Не помню, как мы спелись. Воспоминания сокурсников в книге “Время, оставшееся с нами” представляет меня эксцентричным и нескованным, следовательно, в собеседники для Ерофеева мог годиться. Я же с самого начала был сражен дедикацией на бунинском сборнике, впервые в СССР выпущенном: “Мне от меня в день моего рождения. Будь здоров, сучка!”. Потом пошли: “Люди лучше сарделек, но хуже сосисок”, “В комнате стояла Матросская тишина” и то, что уже в наши времена всплыло в “Записках психопата” и “Бесполезном ископаемом”. Эти книжечки припомнили, о чем тогда, резвясь, говорилось, но удивили обилием прямых и переваренных цитат из гула шаболовского трамвая.
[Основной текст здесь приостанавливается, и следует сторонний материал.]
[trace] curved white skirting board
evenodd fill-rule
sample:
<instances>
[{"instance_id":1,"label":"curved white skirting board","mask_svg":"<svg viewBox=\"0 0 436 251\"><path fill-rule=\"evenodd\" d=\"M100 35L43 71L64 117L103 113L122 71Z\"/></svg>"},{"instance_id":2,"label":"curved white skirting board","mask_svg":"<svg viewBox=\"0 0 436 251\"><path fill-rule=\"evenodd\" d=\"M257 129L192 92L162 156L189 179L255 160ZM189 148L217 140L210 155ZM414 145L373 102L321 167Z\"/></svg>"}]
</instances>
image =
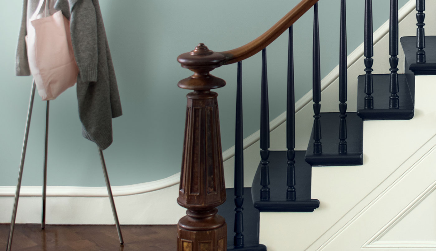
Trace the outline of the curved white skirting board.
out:
<instances>
[{"instance_id":1,"label":"curved white skirting board","mask_svg":"<svg viewBox=\"0 0 436 251\"><path fill-rule=\"evenodd\" d=\"M414 18L415 1L410 0L399 11L399 18ZM429 3L427 5L427 7ZM428 16L426 21L436 23L435 18ZM414 35L415 22L410 24L406 34ZM401 26L401 36L405 35ZM387 73L389 68L388 55L385 50L388 22L378 29L374 34L375 43L374 73ZM435 29L426 27L427 34ZM404 55L400 52L399 73L404 72ZM361 44L347 58L348 68L348 111L355 111L357 76L364 73L363 45ZM322 112L337 111L337 88L339 75L337 67L321 81L323 91ZM296 149L304 150L307 147L312 128L313 112L310 104L312 92L309 92L296 103ZM271 150L286 149L285 137L286 112L270 123ZM244 184L251 186L259 161L259 132L257 131L244 141ZM234 147L223 153L225 183L227 187L233 184ZM185 209L176 201L178 194L180 173L159 180L127 186L112 187L115 203L121 224L175 224L185 214ZM15 187L0 187L0 223L10 220ZM17 216L17 223L37 223L40 219L41 187L23 186ZM112 212L106 187L48 187L47 222L49 224L112 224ZM321 208L317 210L320 210Z\"/></svg>"},{"instance_id":2,"label":"curved white skirting board","mask_svg":"<svg viewBox=\"0 0 436 251\"><path fill-rule=\"evenodd\" d=\"M180 173L154 181L127 185L112 186L114 196L126 196L140 194L152 192L178 184L180 182ZM0 187L0 197L14 196L15 187L8 186ZM23 186L21 187L20 196L41 196L42 187L41 186ZM108 197L108 191L106 187L66 187L51 186L47 187L48 197Z\"/></svg>"}]
</instances>

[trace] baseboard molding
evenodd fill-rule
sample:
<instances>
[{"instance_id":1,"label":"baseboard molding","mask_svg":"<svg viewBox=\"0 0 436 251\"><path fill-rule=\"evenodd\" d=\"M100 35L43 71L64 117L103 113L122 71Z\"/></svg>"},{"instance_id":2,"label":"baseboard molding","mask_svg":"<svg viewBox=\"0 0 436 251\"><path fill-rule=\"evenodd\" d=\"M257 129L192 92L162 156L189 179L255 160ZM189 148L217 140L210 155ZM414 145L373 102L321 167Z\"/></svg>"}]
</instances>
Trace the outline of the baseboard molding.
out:
<instances>
[{"instance_id":1,"label":"baseboard molding","mask_svg":"<svg viewBox=\"0 0 436 251\"><path fill-rule=\"evenodd\" d=\"M180 181L180 173L162 180L127 185L112 186L112 193L114 196L126 196L141 194L159 190L178 184ZM14 196L16 187L14 186L0 187L0 197ZM23 186L21 187L20 197L42 196L41 186ZM106 187L47 187L48 197L107 197L108 191Z\"/></svg>"}]
</instances>

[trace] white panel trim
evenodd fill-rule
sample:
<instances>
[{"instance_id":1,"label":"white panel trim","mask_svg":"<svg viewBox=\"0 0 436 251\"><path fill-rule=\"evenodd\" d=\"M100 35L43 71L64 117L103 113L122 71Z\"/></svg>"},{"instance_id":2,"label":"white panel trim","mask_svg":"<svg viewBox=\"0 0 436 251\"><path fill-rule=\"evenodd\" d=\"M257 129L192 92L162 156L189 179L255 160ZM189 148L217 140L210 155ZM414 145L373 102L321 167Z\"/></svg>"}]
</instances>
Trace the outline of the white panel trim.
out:
<instances>
[{"instance_id":1,"label":"white panel trim","mask_svg":"<svg viewBox=\"0 0 436 251\"><path fill-rule=\"evenodd\" d=\"M425 158L429 154L432 152L434 151L435 149L436 149L436 146L433 147L432 149L427 154L426 154L425 156L423 156L422 158L419 160L419 161L417 162L414 165L411 169L414 168L416 166L422 159ZM408 170L407 173L408 173L410 170ZM402 177L399 179L398 181L402 179L403 177L406 175L406 173L405 173ZM396 183L397 182L395 182ZM383 228L380 229L377 233L376 233L372 237L368 240L362 246L362 248L385 248L385 247L390 247L390 248L421 248L424 247L423 246L421 246L420 245L422 244L422 242L420 242L419 244L417 245L417 243L412 243L411 241L409 241L407 243L405 242L399 242L399 241L379 241L380 239L386 233L387 233L389 230L392 229L397 223L400 222L403 218L404 218L409 213L410 213L412 210L413 210L415 207L418 206L419 203L421 203L424 199L426 199L432 192L434 191L435 189L436 189L436 181L432 183L431 185L429 186L423 192L422 192L420 194L419 194L416 198L412 202L411 202L409 205L408 205L405 207L402 210L401 210L398 214L397 214L395 217L394 217L392 220L391 220ZM431 242L428 241L424 245L425 248L436 248L436 242Z\"/></svg>"},{"instance_id":2,"label":"white panel trim","mask_svg":"<svg viewBox=\"0 0 436 251\"><path fill-rule=\"evenodd\" d=\"M400 181L403 180L407 175L410 173L413 169L415 168L421 162L422 162L424 159L425 159L429 155L432 153L434 152L435 149L436 149L436 135L434 135L431 139L427 141L426 144L422 146L419 148L419 149L421 149L426 146L426 145L428 144L433 144L433 147L426 153L425 153L422 156L421 156L418 160L416 161L413 164L410 166L410 167L404 173L402 173L399 177L398 177L396 180L395 180L393 182L392 182L387 188L386 188L384 190L383 190L380 194L379 194L376 198L375 198L373 200L372 200L369 204L366 205L364 208L361 210L358 214L355 215L349 221L348 221L345 225L344 225L338 231L336 232L334 234L333 234L330 238L329 238L327 241L326 241L324 243L323 243L321 245L320 245L318 248L316 249L316 251L320 251L324 249L330 243L334 241L336 237L341 235L344 231L345 231L350 225L354 223L359 218L363 215L366 211L367 211L371 207L377 203L379 200L380 200L383 197L388 193L389 192L397 183L398 183ZM392 175L395 171L398 170L398 169L403 164L406 163L407 162L407 160L410 159L415 153L418 153L419 150L416 151L415 153L412 154L409 158L405 162L402 163L401 166L399 166L398 168L395 169L395 170L393 171L392 173L391 173L390 175ZM402 210L402 212L406 212L406 214L410 212L413 208L416 207L418 204L419 204L422 200L425 198L432 191L433 191L434 189L436 188L436 181L432 184L427 189L425 190L420 196L418 197L416 200L414 200L409 206L406 207L404 209ZM430 190L429 192L428 192ZM415 204L414 204L415 202ZM409 209L407 210L407 209ZM377 240L380 238L383 234L388 231L389 229L393 227L395 224L397 222L395 220L400 220L402 219L405 214L404 215L401 215L402 213L400 212L397 215L397 217L394 217L392 220L390 221L390 224L388 224L385 226L385 227L382 228L380 231L378 232L375 234L372 237L370 238L368 241L367 241L364 244L362 245L362 248L375 248L375 246L369 246L371 244L371 243ZM399 218L397 218L399 217ZM385 247L386 247L385 245ZM380 247L377 247L377 248L379 248Z\"/></svg>"}]
</instances>

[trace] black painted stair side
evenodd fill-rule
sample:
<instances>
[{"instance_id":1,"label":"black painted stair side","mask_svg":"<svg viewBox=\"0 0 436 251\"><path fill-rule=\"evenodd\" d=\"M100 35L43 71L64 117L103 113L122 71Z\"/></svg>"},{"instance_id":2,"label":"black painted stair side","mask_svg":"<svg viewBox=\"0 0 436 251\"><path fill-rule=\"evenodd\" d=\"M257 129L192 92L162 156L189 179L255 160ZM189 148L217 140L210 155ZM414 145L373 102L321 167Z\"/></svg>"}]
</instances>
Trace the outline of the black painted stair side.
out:
<instances>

По не застроенным еще пустырям, мимо больницы Кащенко, Донского монастыря, он отвозил студентов к кинотеатру “Авангард”, на Октябрьской площади, до этого бывшего церковью, а потом зодчими и вовсе сметенным с лица земли. В грохочущей, трижды переполненной пассажирами коробке мгновенно вспыхивали споры, по какую сторону Пиренеев больше уважают советского человека; после того как в целях экономии убрали кондукторов и предоставили люду самому брать сдачу с оплаты за проезд, озверение превратило каждую поездку в Армагеддон. Из обрывков новояза, сумеречных бормотаний оболваненных людей да сверкающих обломков высокой поэтической речи шелкопряд Ерофеев начинал свою тончайшую работу.
Те обломки были из только что появившегося Фета, из Мирры Лохвицкой, Игоря Северянина. Потом вдруг, наверное, с подсказки Володи Муравьева (впоследствии наставника и главного читателя Ерофеева), возник Хлебников. Запомнились макферсоновские “Песни Оссиана”, из которых Ерофеев, любитель всяческих мистификаций, создал прелестную легенду о потерянной рукописи романа “Шостакович”. Он ничего не терял. Вот, казалось бы, сгинуть всем этим крохотным блокнотикам да листикам, ведь сколько пережито переездов и выселений! Ан нет, все – на месте, и даже – сгинувшая вроде антология и та есть.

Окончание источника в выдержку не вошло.